Thursday, January 3, 2008

Things that make me happy Thursday

I asked my coworker what her New Years Resolution is, she said she doesn't believe in resolutions because she never keeps them anyway. I said, yeah but just because you fail at something doesn't mean that you should stop trying. Resolving to live a better life by flossing your teeth or losing weight or eating more vegetables is something that people should do all the time, not just once a year. I felt a little sad for my coworker because I am pretty sure that she is not doing anything to actively make her life better, she is just going along with things as they are. A scary notion for me. I firmly believe that your life is what you make of it. If you make no effort and take no risks for yourself then in the end the only thing steering your course is what other people do to you. An even scarier notion.

My New Years Resolution list is long and lovely and full of hope and promise for this journey I am on called LAURA KELLY'S ONE LIFE. I've got some stuff I'll share but most of it I think I'll keep for myself.

This holiday season has really been an eye-opening experience for me. I’ll spare you the details and just say that in the end I have realized quite a bit about myself and my family. There have been disappointing and lonely moments but I am looking at it as a much needed push towards a more organized, independent and thoughtful life. And all of these recent discoveries have come just in time for New Years Resolutions, which may just give me the much needed boost for some positive change.

It is the end of year and in an accounting office that means crazy hours, stress headaches, not taking lunch breaks and doing a lot of complaining. A few of my resolutions center around my experience at work, which is important to me because I spend most of my time at work. I do not really feel a deep connection to my coworkers, but that is okay because it is a job, not a social gathering. My goals this year for my job are to not let myself get stressed out by it {it’s a job in a billing office….not worth the kind of emotional energy I am currently putting into it}. To not be such a pushover with people {it is shocking to me to look at my workload in comparison to everyone else. It would seem like the pay out for hard work is more work, but in many ways I bring it onto myself by not speaking up about the imbalance}. And, lastly, stop participating in office politics and gossip.
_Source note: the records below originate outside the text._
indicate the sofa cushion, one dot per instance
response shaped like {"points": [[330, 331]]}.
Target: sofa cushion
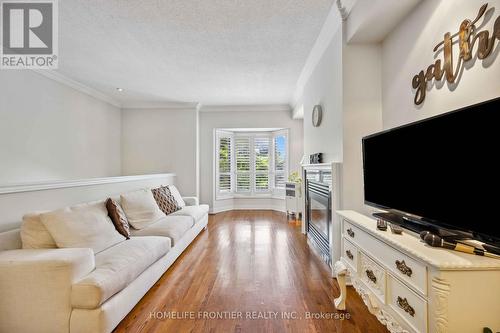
{"points": [[117, 267], [170, 226], [165, 200], [34, 235], [178, 197], [118, 217], [86, 225], [141, 208], [196, 212]]}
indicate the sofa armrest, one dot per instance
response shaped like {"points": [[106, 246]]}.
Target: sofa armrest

I feel best about myself when I come to work, do what I am supposed to do, meet my deadlines, stay focused, am friendly and positive, and do a good job.

Another very important goal for 2008 is to work on my relationships- foster some new friendships, to strengthen some that I value and have let slide and remove myself from the ones that are not fulfilling and leave me feeling frustrated and exhausted (I have many of those). This is going to be SUPER hard for me because A) I have no free time. B) I have a slight fear of commitment when it comes to friendships. Too many people have let me down in the past (hence the multiple frustrating and exhausting friendships resolution). C) I am not good at putting up boundaries without just completely cutting people off. In some cases I think I should just cut people off, and actually this fall I did that with two friendships that were NOT working for me. I felt and still feel a little guilty about it, but I try to remind myself that I do not have to like everyone and everyone does not have to like me.

Of course, losing weight/being healthy is high up on my list for 2008. I am really feeling the pressure now because this year we are going to the beach and I want to feel good in my swimsuit and be comfortable on a long road trip. I feel good about the healthy part. Since starting this plant-based diet my energy level is up, my skin is clearer, my hair is shinier, I don’t have heartburn anymore, and I don’t crash after every meal. I need to exercise though, so starting on Monday I am going to the gym in the morning. Before I got pregnant I exercised every day, then I hit my first trimester and pretty much slept and threw up all day….I felt good working out and while working out every day is not really an option given my busy schedule, I think I can fit it in 4 days a week, and that will do for now.

What about you? What do you want for yourself in 2008?

1 comment:

Lisa said...

I think those are all good resolutions.

I have many resolutions but was feeling cliche at the thought of venting, expressing, deliberating out loud about my convictions toward them.

I think you are a brave person. You are more honest with the outside world than I am able to be.

My resolutions are very similar to your own. I have a tendency to be particularly hard on myself--much harder on myself than I am on other people. I would like to take care of myself this year! Period. Everything I want relates to that, all my goals! I think everything else will fall into place. good people, good food, good attitude, it's all good to myself!

Happy New Year! 2008 is a nice solid, even, and infinite year! Lots of love, I am glad you continue to change...to grow. It makes you grand!